[klibc] [PATCH 0/1] Porting klibc to AArch64
H. Peter Anvin
hpa at zytor.com
Wed Oct 9 16:06:19 PDT 2013
On 10/09/2013 08:49 AM, Neil Williams wrote:
>
>>> usr/klibc/arch/aarch64/Kbuild usr/klibc/arch/aarch64/MCONFIG
>>> usr/klibc/arch/aarch64/crt0.S usr/klibc/arch/aarch64/link.c
>>> usr/klibc/arch/aarch64/mknod.c usr/klibc/arch/aarch64/select.c
>>> usr/klibc/arch/aarch64/setjmp.S
>>> usr/klibc/arch/aarch64/symlink.c
>>> usr/klibc/arch/aarch64/syscall.S
>>> usr/klibc/arch/aarch64/sysstub.ph
>>> usr/klibc/arch/aarch64/vfork.S
>>
>> This looks very fishy! No other arch bothers to do such a rework
>> of those standard calls, what happens here?
>
> ARM took the chance with a brand new architecture to drop a range
> of deprecated calls. As well as dropping a range of 32bit support
> (like Thumb), ARM took the opportunity of having a clean start
> without support for deprecated calls.
>
I wouldn't call these calls "deprecated", but nevertheless, see below.

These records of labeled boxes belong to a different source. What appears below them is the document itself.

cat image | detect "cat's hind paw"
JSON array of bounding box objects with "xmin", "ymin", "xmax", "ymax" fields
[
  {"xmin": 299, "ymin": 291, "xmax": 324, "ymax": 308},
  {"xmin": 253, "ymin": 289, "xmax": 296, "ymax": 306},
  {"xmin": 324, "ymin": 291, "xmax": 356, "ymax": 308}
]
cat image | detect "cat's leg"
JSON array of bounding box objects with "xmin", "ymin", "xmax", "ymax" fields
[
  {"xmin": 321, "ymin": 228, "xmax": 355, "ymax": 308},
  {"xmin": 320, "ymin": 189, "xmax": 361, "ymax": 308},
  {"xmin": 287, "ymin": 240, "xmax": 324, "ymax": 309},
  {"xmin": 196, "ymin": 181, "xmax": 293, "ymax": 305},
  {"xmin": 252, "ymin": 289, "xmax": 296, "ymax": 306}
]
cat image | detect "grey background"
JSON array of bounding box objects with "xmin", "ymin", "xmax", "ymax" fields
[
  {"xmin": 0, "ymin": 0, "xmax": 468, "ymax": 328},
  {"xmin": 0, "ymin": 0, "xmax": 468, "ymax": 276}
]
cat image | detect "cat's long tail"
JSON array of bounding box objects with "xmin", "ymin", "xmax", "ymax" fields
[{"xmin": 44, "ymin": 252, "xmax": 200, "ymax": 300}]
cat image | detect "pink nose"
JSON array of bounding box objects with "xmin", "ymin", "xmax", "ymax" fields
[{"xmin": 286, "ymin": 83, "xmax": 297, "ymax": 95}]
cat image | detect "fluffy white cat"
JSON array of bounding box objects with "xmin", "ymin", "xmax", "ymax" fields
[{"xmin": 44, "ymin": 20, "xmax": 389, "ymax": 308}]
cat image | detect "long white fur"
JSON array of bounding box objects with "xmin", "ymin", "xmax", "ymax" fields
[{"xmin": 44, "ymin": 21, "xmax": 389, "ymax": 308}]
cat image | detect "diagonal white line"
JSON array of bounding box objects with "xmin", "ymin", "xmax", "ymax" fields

> e.g. one part of the patch is: -int _newselect,select::select(int,
> fd_set *, fd_set *, fd_set *, struct timeval *); +<!aarch64> int
> _newselect,select::select(int, fd_set *, fd_set *, fd_set *, struct
> timeval *);
>
> Others include: dup2, lchown32, chown32, stat64, lstat64, readlink,
> symlink, rmdir, mkdir, mknod ...
>
> There was a talk at FOSDEM 2013 which covered these changes. There
> is also documentation available from ARM, if you would like it.
>
> http://people.linaro.org/~rikuvoipio/aarch64-talk/#/
>
> http://people.linaro.org/~rikuvoipio/aarch64-talk/#/18/1
>
> http://people.linaro.org/~rikuvoipio/aarch64-talk/#/18/2
>
> Anil & I are working with Riku (the author of that paper) in
> Linaro.
>
> (I'm using my debian.org email address because I started working
> on klibc support for Aarch64 before I started working at Linaro.)
>
>> I do have slight sympathies for vfork, but symlink, link, mknod
>> and select!?
>
> Yes. The system calls are already deprecated, so the new
> architecture simply doesn't implement what is already deprecated.
>
> pre-at system calls are also removed and calls like pipe have been
> removed in favour of only providing pipe2. etc.
>
That is not how we handle that in klibc.
Instead put the emulation code in the specific kernel area, and put a
<?> in front of the system call (meaning optional).
The emulation code then is fenced with:
#ifndef __NR_foo
#endif /* __NR_foo */
... which means the emulation code compiles to 0 bytes on systems
which already have that.
Look at how time() is handled for a very simple example.
Also, Linux calls this architecture "arm64", please use that name.